Variety of yarns huddled around the floor loom.

(Here’s my controversial disclaimer – I don’t technically “finish” all my fabrics. *Gasp!* Per old school weaving rules, all fabrics must go through some sort of rinsing/drying after it has been woven, but before it is presented to the world. I don’t always do that. If I’m creating fabric for a handbag, I might include 10 different fibers in the fabric. Because they will all act differently in water & heat, I don’t mess with it. It goes straight from the loom, to the seamstress.

Now, because handbags aren’t usually washed, it doesn’t keep me up at night. I do, however, attempt to be smart about other items people will definitely wash. All of my towels and nearly all of my table runners are washable. Before they are sold, I wash/dry them in the machines like my end customer will – just to be sure there aren’t any surprises. Some of the other items? Not so much. So, if you run into the weaving police, I would appreciate it if you didn’t mention it to them. Thanks ever so much. You’re good people. Now, back to the yarns!)

A variety of yarn on the shelf

A variety of yarn on the shelf

After cotton, I would say that wool solidly occupies second place. Matter of fact, I participated in a group overshot project once upon a time with the Duneland Weaver’s Guild and chose to use mercerized cotton for my squares. When all was said and done, I really preferred the look and feel of the wool that some of the other weavers used. (Can you sense the yarn envy I had going here? Ah, hindsight…)

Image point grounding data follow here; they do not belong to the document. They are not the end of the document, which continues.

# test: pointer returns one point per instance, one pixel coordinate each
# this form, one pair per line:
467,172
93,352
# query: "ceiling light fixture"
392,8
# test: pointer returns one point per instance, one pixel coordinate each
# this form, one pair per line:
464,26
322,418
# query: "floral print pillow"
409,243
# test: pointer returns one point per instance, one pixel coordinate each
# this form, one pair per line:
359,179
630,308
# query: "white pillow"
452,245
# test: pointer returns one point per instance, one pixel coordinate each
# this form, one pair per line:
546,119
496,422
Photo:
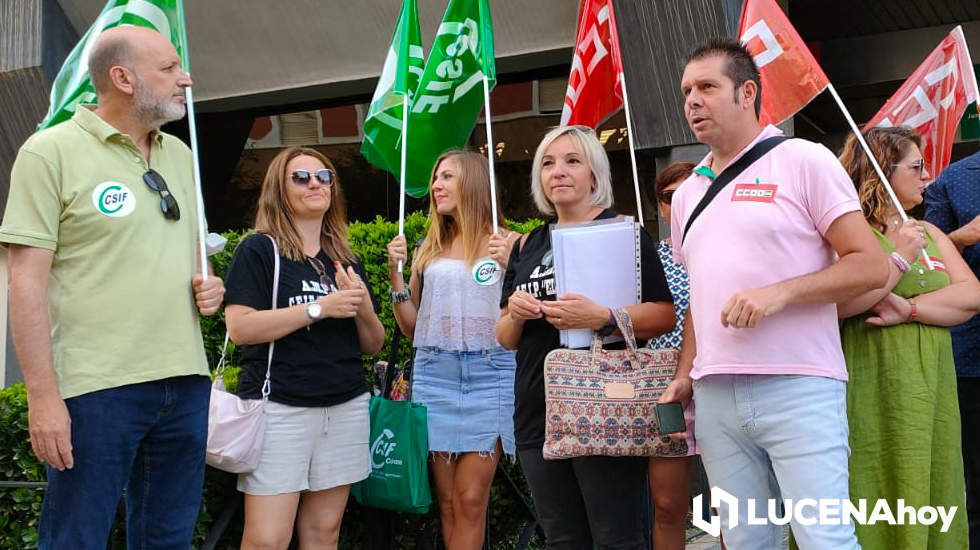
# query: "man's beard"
152,111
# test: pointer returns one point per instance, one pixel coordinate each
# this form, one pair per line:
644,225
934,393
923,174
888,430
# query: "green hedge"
20,508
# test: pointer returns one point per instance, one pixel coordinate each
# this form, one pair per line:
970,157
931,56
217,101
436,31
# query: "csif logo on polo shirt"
487,272
113,199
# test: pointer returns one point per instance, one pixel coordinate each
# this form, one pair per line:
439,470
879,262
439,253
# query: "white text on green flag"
450,95
399,77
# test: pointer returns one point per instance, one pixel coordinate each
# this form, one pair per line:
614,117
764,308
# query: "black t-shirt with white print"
531,269
315,367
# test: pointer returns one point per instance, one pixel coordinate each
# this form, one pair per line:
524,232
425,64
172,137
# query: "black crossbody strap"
728,174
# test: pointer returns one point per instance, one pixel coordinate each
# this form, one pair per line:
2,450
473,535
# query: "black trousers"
590,502
968,390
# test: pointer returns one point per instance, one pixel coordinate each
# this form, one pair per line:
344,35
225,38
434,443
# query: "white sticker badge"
113,199
487,272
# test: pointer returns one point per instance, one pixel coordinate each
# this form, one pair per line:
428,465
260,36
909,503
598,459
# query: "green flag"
72,85
449,96
400,77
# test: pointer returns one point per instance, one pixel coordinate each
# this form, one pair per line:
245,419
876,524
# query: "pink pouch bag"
236,427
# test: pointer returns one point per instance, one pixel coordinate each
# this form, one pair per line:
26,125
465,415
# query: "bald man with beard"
105,294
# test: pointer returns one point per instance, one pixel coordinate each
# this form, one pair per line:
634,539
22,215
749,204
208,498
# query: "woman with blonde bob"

Wool is simply yummy. I love the heathery look to the fibers and I don’t mind the scratchy texture. Although these days, wool isn’t necessarily itchy anymore, which makes it that much more enticing to work with! It can cost significantly more than cotton, which isn’t a deal-breaker, but is something to consider. My second weaving project EVER was a wool blanket. And it is gorgeous! I love it! However, this is a $120 blanket – not including the cost of the class or my time! Weavers need a lot of yarn for a project and if you are also a business person, the cost does become a factor.

Wool Blanket

Wool Blanket

After that? Well, I would say that I love all the other yarns that fall into my lap! I try to take advantage of the member yarn sales at the Duneland Weaver’s Guild meetings. And certainly I make it well known that I am game for whatever if friends/family/random strangers are pairing down their craft supplies! Once upon a time, I simply happened to take a phone call at the local art center where I work part time and a woman asked if anyone wanted to purchase her stash, since she wasn’t weaving anymore. Boy, I jumped all over that!! That was a good day, my friends!

Because my work is mostly a mix of colors and textures, I’m drawn to a little of everything! How about you? What’s your poison? Maybe some silk, a bit of bamboo, a hint of alpaca – the options are endless! As is my ability to talk about yarns! I would love to hear about your favorites! Then, we can compare yarn notes! (I don’t know that that is actually a thing, but I’m all in favor of spearheading it!) Happy weaving, everyone!!